Colleen's thoughts on writing, directing and coaching, and her unique take on life itself!

Thursday, April 15, 2010

On my way to Nedra's

My singing coach Nedra Gaskill has a studio several miles north of Seattle (she has one south of Seattle, too, but I go north), and I love the drive going and coming because of these creatures - two llamas and a herd of goats - that seem to pop out of nowhere. The area is rife with housing projects.

I've wanted to share this scenery with you for a long time, so today I stopped to take pictures.

The dark llama "lost his ears" when he walked up to me - within inches of my nose - on his own. I didn't touch him, because I know llamas are a little stressed when they lay their ears back. They normally only spit at other llamas, but I didn't want to risk an errant spit, 'cause llama spit *stinks.*

Several years ago I "housesat" a farm while the owners were gone for a summer. It was in exchange for food and board while I wrote one of my books.

I took care of the animals, including chickens and cows, huge fruit and vegetable gardens and more.

I would take a walk every day at lunch, and visit a llama farm down the road. I asked the owners if I could hug their llamas; they actually said "sure," without even pointing and laughing at me.

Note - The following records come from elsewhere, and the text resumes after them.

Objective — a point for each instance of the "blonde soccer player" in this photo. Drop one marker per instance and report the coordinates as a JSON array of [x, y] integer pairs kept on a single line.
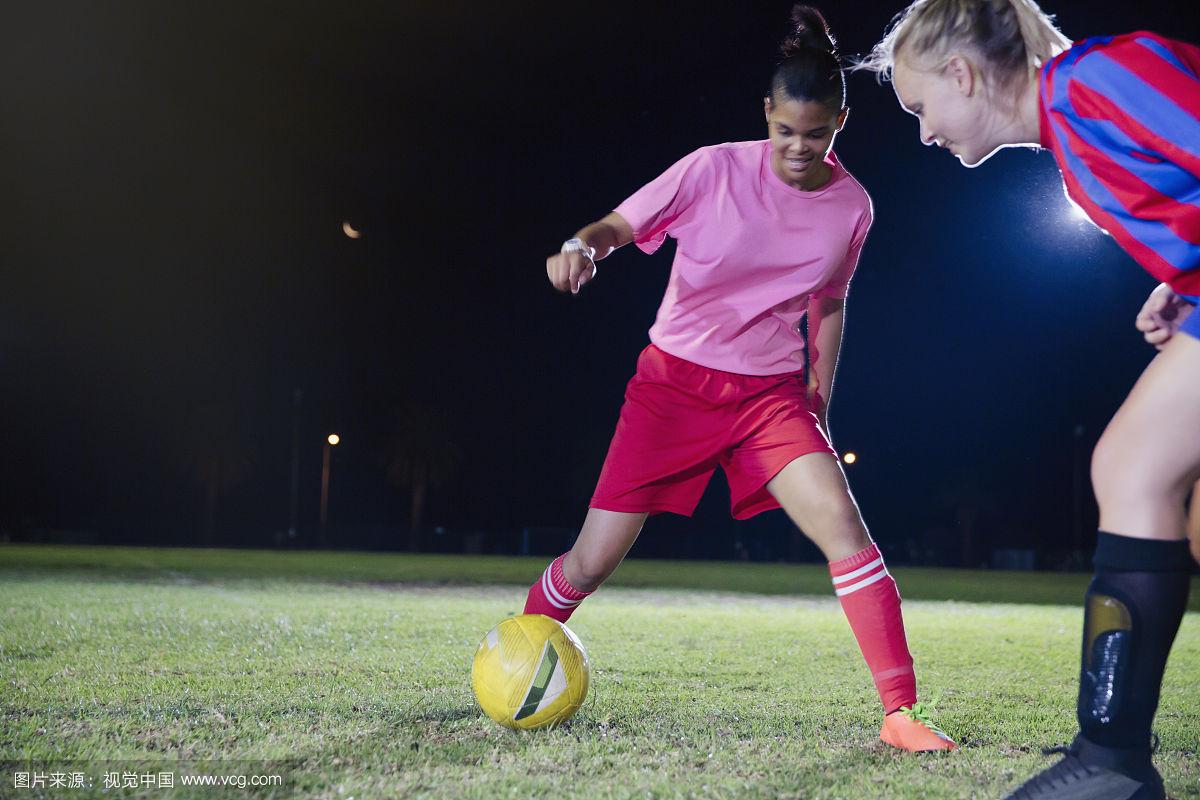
[[1121, 115]]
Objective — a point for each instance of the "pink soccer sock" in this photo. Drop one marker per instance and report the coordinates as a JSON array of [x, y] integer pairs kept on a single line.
[[871, 602], [552, 595]]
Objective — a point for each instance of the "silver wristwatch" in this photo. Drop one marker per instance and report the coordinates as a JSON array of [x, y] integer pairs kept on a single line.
[[580, 246]]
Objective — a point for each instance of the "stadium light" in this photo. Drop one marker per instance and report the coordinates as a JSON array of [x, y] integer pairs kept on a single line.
[[331, 441]]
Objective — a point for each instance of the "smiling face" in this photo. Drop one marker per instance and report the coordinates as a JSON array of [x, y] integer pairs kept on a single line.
[[802, 133], [953, 108]]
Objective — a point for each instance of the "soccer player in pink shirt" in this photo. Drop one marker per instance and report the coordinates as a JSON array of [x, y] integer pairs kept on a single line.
[[767, 233], [1121, 115]]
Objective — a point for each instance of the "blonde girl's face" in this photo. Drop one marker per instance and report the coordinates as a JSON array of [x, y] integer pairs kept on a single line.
[[952, 107]]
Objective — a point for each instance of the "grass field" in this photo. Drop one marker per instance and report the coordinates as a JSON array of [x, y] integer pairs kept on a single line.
[[348, 674]]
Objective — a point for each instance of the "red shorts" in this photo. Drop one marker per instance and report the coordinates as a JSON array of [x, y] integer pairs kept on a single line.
[[681, 420]]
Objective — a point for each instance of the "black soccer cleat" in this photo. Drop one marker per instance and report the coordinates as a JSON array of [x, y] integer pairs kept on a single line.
[[1089, 771]]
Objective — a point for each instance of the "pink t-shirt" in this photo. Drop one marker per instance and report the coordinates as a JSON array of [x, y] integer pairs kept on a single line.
[[751, 252]]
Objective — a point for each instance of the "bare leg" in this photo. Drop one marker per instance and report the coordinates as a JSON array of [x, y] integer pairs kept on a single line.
[[601, 545], [1149, 457], [814, 492]]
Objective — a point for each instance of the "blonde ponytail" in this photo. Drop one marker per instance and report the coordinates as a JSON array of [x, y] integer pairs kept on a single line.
[[1013, 37]]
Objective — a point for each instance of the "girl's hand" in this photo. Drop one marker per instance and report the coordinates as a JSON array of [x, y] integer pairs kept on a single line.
[[1162, 314], [570, 271]]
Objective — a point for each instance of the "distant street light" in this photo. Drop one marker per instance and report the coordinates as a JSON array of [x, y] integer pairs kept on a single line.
[[331, 441]]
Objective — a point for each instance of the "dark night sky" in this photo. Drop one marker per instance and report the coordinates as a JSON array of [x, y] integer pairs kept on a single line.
[[173, 263]]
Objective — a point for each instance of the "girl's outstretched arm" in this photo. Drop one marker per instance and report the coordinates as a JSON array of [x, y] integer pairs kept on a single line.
[[571, 270]]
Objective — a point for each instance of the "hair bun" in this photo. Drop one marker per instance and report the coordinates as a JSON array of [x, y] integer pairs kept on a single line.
[[810, 32]]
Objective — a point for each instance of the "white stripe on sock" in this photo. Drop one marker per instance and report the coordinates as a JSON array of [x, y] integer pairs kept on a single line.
[[553, 595], [862, 584], [862, 570]]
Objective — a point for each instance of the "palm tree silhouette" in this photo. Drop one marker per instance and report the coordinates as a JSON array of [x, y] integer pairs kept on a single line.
[[420, 456], [215, 455]]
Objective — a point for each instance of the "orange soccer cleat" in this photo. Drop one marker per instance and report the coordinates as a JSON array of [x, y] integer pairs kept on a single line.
[[912, 729]]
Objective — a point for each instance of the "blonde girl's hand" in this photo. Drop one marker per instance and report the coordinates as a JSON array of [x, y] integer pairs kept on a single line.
[[1161, 316]]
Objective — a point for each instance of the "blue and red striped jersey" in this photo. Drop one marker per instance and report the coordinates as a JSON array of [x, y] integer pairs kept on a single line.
[[1122, 116]]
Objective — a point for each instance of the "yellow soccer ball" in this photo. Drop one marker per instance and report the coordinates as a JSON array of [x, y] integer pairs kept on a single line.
[[531, 672]]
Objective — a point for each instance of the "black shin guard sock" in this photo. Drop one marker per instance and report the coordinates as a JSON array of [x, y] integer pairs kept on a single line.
[[1133, 609]]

Llamas ordinarily aren't into lots of handling or affection. But these llamas seemed to love it - when I would approach the farm, they would see me from a distance and walk to the fence I would enter, lining up for a little chat and hug.

So every day I'd make my way to the llama farm and hug the llamas as I chatted with them about my book, adventures of the place for which I was caring, gossip about other animals in the area, whatever.

Hugging llamas is very cool. They are soft, cuddly and affectionate. At least the llamas I hung out withthat summer.

These goats weren't baaaaahd, either.